Durante un video publicado en su canal personal de YouTube, Darrah explicó que otras industrias del entretenimiento llevan años utilizando estrategias diferentes para financiar grandes producciones. Como ejemplo, mencionó que la película de acción real de Los Pitufos habría recuperado la totalidad de sus costos gracias a acuerdos de colocación de productos, permitiendo que el proyecto se financiara prácticamente antes de llegar al público.

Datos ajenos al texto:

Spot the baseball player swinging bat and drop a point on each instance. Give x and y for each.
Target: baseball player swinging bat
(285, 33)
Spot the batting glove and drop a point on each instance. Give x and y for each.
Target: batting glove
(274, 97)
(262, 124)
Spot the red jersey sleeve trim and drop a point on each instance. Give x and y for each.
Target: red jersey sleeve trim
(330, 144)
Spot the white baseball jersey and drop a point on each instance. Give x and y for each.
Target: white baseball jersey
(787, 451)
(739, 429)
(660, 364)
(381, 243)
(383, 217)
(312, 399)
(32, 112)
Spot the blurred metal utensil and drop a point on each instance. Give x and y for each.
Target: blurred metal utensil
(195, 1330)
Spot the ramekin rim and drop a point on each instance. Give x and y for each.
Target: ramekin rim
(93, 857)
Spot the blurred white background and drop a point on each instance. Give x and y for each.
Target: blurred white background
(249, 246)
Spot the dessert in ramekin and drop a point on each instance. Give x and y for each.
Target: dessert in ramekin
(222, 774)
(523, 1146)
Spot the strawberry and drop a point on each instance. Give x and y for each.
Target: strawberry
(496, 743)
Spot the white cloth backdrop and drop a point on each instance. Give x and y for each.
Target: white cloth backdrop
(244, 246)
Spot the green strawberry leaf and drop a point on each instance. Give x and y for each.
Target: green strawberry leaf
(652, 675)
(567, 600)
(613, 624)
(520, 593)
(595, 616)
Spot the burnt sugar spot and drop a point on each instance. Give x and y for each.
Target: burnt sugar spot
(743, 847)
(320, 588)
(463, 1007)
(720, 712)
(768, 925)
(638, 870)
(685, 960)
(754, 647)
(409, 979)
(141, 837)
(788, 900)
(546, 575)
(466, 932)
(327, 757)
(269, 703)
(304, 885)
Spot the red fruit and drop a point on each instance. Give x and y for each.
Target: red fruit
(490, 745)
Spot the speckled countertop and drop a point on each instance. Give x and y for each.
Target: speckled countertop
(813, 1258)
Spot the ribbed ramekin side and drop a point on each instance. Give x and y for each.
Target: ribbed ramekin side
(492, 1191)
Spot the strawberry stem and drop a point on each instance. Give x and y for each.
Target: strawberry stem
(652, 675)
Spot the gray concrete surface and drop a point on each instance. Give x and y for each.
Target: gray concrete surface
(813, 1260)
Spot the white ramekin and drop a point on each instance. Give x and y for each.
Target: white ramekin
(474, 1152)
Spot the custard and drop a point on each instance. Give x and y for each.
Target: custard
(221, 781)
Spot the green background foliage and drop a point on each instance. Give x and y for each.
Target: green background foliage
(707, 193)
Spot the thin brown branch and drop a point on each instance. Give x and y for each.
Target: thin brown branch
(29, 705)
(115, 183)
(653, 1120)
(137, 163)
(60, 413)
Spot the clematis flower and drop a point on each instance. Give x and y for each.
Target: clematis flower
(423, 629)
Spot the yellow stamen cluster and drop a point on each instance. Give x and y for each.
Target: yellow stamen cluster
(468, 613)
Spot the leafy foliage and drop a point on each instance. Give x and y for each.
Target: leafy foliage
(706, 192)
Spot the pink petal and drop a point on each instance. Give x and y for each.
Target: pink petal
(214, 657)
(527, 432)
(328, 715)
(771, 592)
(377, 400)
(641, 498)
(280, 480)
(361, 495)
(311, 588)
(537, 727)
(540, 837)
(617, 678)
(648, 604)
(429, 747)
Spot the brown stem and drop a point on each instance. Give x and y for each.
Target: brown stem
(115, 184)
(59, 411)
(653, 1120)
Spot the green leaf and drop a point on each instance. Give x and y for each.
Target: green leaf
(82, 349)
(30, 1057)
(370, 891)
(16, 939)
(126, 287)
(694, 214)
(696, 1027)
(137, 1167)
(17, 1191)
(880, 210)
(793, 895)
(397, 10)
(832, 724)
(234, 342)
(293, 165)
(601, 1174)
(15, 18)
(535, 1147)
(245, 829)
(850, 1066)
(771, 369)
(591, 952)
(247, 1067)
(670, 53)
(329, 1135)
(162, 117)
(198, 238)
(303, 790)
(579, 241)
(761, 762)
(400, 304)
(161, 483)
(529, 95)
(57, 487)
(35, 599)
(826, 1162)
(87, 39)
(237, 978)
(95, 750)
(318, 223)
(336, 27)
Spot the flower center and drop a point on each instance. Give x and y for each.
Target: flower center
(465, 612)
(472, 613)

El desarrollador reconoce que los videojuegos funcionan de manera distinta al cine, pero considera que podrían adoptar con mayor frecuencia algunos de estos modelos de negocio. Actualmente, muchos títulos AAA dependen de una combinación de ventas iniciales, contenido descargable, pases de temporada, suscripciones y microtransacciones, un enfoque que no siempre encaja con todos los géneros.
Según Darrah, uno de los principales problemas de los juegos gratuitos y los servicios en vivo es que terminan priorizando a los usuarios que gastan dinero por encima de la experiencia del resto de jugadores. Aunque estos modelos pueden generar enormes ingresos, también crean incentivos para diseñar sistemas enfocados en la monetización constante en lugar de la diversión o la calidad de la experiencia.
El exproductor también criticó algunos aspectos de los servicios de suscripción como Xbox Game Pass. Aunque reconoce que pueden proporcionar ingresos adicionales a los estudios, señaló que ciertos acuerdos están ligados a métricas de participación, lo que puede empujar a los desarrolladores a diseñar mecánicas destinadas a maximizar el tiempo de conexión en lugar de ofrecer una mejor experiencia para el usuario.
Para Darrah, este tipo de incentivos pueden derivar en lo que denomina «diseño degenerativo», es decir, decisiones creativas tomadas para mejorar estadísticas concretas en lugar de beneficiar al jugador. En algunos casos, esto podría traducirse en sistemas que obligan a regresar diariamente al juego o en mecánicas artificiales que alargan la progresión sin aportar valor real.
El veterano desarrollador considera que la industria se ha vuelto excesivamente dependiente de los servicios en vivo y las microtransacciones. Además, recuerda que la cantidad de jugadores es limitada y que no todos los proyectos basados en este modelo pueden triunfar. Como resultado, muchos estudios terminan compitiendo por la misma audiencia, aumentando el riesgo de fracaso comercial.
Por ello, propone explorar alternativas como la publicidad integrada, acuerdos de marca más amplios o incluso cambios en la forma en que los videojuegos participan en servicios de suscripción. En su opinión, estos enfoques podrían proporcionar una mayor estabilidad financiera y permitir que géneros que no se adaptan bien a los servicios en vivo puedan seguir desarrollándose sin presiones para modificar su diseño.
Finalmente, Darrah advirtió que si la industria continúa dependiendo principalmente de los servicios en vivo para generar ingresos, corre el riesgo de crear un futuro donde prácticamente todos los juegos AAA adopten ese modelo. Y, según él, ese escenario sería perjudicial tanto para los desarrolladores como para los jugadores, ya que limitaría la diversidad creativa y dificultaría la existencia de experiencias tradicionales centradas únicamente en ofrecer una gran aventura de principio a fin.